Beberapa jam kemudian setelah Nada kenyang dan lelah, akhirnya bocah itu tertidur, dan dipindahkan ke kamar tamu oleh Yeri. Yeri kembali menghampiri Elyana.
Baiklah, mumpung anakmu sudah tertidur, kini giliran kamu cerita. Bau-baunya menyedihkan nih, duh jangan sampai deh," ucap Yeri, diakhiri kalimat yang sudah mulai mencium bau kesedihan.
Sebelum bercerita, Elyana menghela nafas dalam. Lalu, setelah rileks, Elyana mulai bercerita pada Yeri tentang keadaan rumah tangganya saat ini sambil bercucuran air mata. Isak tangis Elyana menggema di ruang tamu itu. Elyana tidak kuasa menahan air matanya untuk turun.
Yeri terbelalak tidak percaya dengan apa yang didengarnya. Dia pikir rumah tangga sahabatnya ini baik-baik saja.
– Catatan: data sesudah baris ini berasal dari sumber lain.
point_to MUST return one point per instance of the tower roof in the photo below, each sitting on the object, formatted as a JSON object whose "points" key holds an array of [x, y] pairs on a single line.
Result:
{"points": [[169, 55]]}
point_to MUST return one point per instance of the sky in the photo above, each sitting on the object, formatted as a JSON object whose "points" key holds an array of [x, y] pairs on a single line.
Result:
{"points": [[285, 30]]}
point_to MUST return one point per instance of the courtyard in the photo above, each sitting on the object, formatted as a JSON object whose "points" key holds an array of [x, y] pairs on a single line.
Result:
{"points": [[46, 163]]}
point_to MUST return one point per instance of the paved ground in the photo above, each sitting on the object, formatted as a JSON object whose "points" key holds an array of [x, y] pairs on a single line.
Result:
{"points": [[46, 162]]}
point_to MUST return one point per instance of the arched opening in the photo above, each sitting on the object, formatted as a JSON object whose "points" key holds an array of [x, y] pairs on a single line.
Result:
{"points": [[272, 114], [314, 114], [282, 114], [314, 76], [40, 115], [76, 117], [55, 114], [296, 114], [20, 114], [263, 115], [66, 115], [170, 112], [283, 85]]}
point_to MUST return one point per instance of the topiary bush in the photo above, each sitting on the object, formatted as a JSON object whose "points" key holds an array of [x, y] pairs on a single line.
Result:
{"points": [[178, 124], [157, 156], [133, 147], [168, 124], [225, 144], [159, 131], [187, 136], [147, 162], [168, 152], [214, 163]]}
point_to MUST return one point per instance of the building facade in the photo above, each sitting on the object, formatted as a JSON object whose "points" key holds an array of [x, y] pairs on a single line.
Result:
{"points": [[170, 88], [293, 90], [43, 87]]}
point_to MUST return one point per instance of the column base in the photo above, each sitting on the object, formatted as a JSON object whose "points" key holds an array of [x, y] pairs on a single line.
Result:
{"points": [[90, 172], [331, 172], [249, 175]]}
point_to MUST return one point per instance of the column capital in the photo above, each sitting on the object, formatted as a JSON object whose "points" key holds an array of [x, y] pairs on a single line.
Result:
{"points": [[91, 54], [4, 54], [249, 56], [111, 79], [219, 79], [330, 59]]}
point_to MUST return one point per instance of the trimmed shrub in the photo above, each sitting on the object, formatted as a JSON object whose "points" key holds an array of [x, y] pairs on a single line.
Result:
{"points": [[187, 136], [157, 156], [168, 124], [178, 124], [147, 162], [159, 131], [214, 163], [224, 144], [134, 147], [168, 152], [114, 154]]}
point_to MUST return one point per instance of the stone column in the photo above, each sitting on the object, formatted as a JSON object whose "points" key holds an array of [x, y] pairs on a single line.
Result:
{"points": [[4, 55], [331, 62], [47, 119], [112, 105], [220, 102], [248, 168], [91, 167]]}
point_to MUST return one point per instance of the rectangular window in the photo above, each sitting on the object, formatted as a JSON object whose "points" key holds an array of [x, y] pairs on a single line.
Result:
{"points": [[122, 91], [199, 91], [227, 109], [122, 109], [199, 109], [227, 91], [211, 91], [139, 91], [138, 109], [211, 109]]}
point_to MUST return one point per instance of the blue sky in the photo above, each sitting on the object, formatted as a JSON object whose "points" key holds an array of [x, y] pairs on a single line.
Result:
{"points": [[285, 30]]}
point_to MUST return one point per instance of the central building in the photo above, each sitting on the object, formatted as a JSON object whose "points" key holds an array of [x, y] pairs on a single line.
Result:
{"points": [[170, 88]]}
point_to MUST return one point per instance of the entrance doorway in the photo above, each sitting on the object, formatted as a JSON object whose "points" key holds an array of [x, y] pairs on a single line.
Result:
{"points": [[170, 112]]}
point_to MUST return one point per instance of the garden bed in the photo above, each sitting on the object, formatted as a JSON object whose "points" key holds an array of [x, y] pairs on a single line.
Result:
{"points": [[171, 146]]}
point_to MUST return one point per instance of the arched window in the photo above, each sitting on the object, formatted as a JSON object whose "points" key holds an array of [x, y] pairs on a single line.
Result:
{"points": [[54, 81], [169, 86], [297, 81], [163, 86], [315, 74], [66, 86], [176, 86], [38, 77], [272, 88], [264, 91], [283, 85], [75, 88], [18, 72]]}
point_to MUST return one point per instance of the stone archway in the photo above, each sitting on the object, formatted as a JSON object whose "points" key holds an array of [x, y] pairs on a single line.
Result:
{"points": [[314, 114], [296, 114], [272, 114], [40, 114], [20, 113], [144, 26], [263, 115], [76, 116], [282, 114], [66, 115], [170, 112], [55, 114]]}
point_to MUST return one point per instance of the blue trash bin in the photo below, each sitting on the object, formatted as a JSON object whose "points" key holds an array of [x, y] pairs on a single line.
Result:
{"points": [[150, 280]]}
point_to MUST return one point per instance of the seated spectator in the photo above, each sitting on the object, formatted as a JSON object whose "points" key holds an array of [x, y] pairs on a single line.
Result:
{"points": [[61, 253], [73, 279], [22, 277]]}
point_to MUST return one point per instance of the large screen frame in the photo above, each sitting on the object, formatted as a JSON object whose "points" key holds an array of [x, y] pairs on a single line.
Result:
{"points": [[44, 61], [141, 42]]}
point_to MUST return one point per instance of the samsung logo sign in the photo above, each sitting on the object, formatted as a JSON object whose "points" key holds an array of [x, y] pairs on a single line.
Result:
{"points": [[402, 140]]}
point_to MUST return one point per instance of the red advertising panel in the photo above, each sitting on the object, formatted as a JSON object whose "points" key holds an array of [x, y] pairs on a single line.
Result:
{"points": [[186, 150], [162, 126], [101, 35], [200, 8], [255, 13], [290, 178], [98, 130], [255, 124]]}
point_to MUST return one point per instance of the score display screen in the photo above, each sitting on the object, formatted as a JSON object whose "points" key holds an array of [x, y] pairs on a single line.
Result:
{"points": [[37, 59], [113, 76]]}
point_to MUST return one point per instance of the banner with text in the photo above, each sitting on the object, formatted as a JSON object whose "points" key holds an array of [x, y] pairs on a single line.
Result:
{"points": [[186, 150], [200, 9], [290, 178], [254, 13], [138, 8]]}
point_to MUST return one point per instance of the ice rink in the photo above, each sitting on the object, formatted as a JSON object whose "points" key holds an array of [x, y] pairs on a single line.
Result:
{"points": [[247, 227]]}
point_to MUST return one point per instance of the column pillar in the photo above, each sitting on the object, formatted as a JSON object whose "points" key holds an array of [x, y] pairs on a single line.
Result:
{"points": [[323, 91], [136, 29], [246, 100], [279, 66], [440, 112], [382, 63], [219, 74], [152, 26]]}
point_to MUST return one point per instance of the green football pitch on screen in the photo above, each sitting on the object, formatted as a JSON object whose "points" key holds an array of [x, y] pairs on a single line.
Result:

"Ya ampun, aku pikir rumah tanggamu baik-baik saja. Lalu, apa yang akan kamu lakukan sekarang El?" Yeri balik bertanya seraya menatap Elyana iba. Dia tidak menyangka akhirnya sikap asli suami Elyana terbongkar juga.
"Ini, seperti dugaanku, El," ujar Yeri.
"Dugaan apa?" sentak Elyana penasaran.